The initiative will help pupils to find out more about potential future career opportunities across the NHS. Whilst a number of career paths are open to students who may decide to train to become NHS doctors, nurses, midwives, healthcare or forensic scientists, young people are also being encouraged to take up science, technology, engineering and maths (STEM) subjects.

 

Earlier this year NHS England and NHS Improvement joined forces with the charity Speakers for Schools. The collaboration is giving school pupils access to insights and advice from individuals who are at the top of the health profession, helping broaden students’ horizons in what they can achieve.

 

This campaign is part of plans to mark the NHS’s 70th birthday with well-known media medics and other high-profile speakers volunteering their time to visit secondary schools and colleges in England this summer to help recruit the workforce of the future.

 

Yvonne Coghill says: “I am absolutely delighted and honoured to participate in the Speakers for Schools programme as part of celebrations to mark the 70th birthday of the NHS.

 

“[Today] has been a great opportunity for me to speak to young students who aspire to be the nursing, health and social care workforce of the future. I hope my experience and the journey of my career can help others to see how rewarding it can be to work in our NHS.”

 

In July the NHS launched a multi-million pound TV advertising campaign to recruit thousands of nurses in its landmark 70th year. The £8 million campaign, funded by NHS England and the Department of Health and Social Care, will highlight the vast range of opportunities available in the NHS for potential new recruits, with the emphasis initially on nursing. 

 

The campaign aims to increase the total number of applications into the NHS by 22,000 as well as double the numbers of nurses returning to practice and improve retention of staff in all sectors. It will recognise the incredible contribution and impact of NHS staff who treat over one million patients every 24 hours across the country in GP surgeries, hospitals and at home, as part of the biggest recruitment drive in NHS history.

 

As well as the national recruitment campaign, NHS England is leading work with over 800 nursing and midwifery ambassadors who are helping to change the perceptions of these professions to help parents, teachers and young people see nursing and midwifery as a career of choice.

 

Yvonne has worked in the NHS since 1977 when she started nursing training at Central Middlesex Hospital.  She qualified as a general nurse in 1980 and then went on to qualify in mental health nursing and health visiting.
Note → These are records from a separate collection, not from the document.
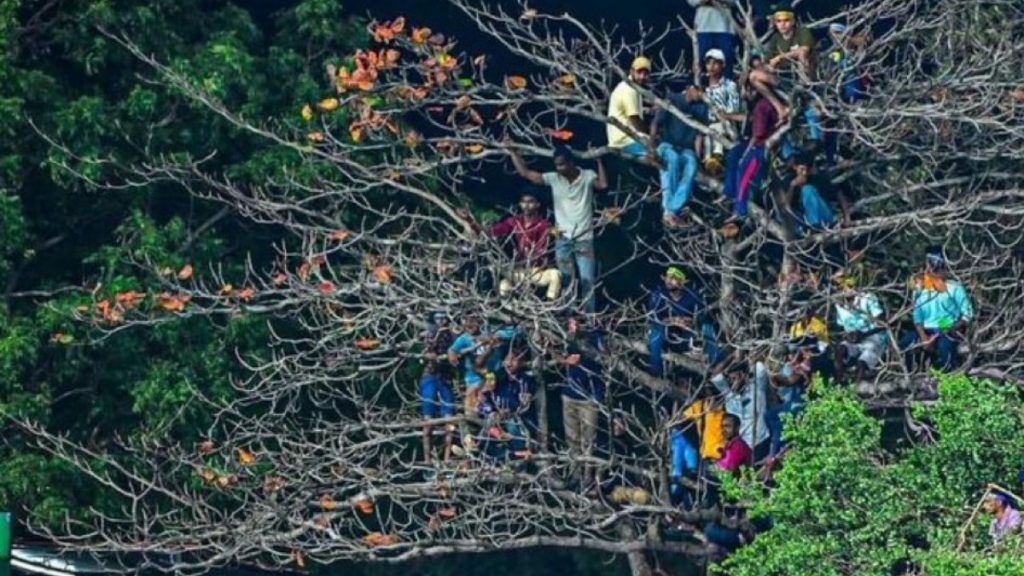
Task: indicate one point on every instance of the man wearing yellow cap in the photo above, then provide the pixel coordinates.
(791, 50)
(626, 110)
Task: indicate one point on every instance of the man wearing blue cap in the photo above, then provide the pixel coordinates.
(715, 29)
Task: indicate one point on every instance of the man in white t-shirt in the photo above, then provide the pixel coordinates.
(572, 194)
(626, 108)
(745, 394)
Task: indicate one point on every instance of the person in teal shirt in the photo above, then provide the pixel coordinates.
(942, 313)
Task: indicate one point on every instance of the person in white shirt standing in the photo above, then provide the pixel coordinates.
(747, 396)
(865, 335)
(725, 110)
(716, 29)
(572, 192)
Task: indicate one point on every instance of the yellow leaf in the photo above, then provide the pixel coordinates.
(328, 105)
(328, 503)
(515, 82)
(246, 458)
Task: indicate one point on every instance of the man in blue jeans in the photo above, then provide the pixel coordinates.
(572, 195)
(673, 311)
(436, 395)
(675, 140)
(942, 312)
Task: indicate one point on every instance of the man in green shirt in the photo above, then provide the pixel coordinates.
(791, 53)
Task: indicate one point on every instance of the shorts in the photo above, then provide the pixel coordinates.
(437, 397)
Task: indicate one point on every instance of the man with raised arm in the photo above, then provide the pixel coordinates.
(572, 192)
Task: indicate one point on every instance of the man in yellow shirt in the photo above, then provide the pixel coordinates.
(707, 413)
(626, 110)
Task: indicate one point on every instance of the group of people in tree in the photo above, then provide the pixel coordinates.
(742, 131)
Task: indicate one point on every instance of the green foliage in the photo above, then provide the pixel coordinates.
(844, 505)
(77, 107)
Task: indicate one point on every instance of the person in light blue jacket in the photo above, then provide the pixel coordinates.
(942, 313)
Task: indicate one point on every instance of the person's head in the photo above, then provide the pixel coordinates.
(675, 279)
(785, 19)
(838, 32)
(489, 381)
(563, 161)
(935, 262)
(715, 63)
(803, 164)
(996, 502)
(529, 204)
(730, 426)
(640, 70)
(736, 373)
(471, 325)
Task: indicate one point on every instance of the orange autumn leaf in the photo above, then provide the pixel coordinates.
(565, 81)
(365, 506)
(247, 294)
(388, 31)
(368, 343)
(246, 458)
(379, 539)
(420, 35)
(207, 475)
(563, 135)
(515, 82)
(328, 503)
(383, 274)
(129, 299)
(414, 138)
(171, 302)
(328, 105)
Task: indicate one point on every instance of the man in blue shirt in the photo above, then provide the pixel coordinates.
(673, 312)
(942, 312)
(675, 141)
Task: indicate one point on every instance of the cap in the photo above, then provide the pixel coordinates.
(676, 273)
(641, 63)
(716, 53)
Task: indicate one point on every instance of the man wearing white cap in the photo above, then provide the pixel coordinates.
(724, 105)
(626, 108)
(716, 29)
In 1986 she secured her first NHS management job and has since held a number of operational and strategic leadership posts.

 

The NHS is the country’s largest employer offering more than 350 types of profession, many requiring science, technology, engineering and mathematics (STEM) qualifications. However, only one in four secondary school students chooses two STEM A-Levels, and only one in 11 chooses maths and physics.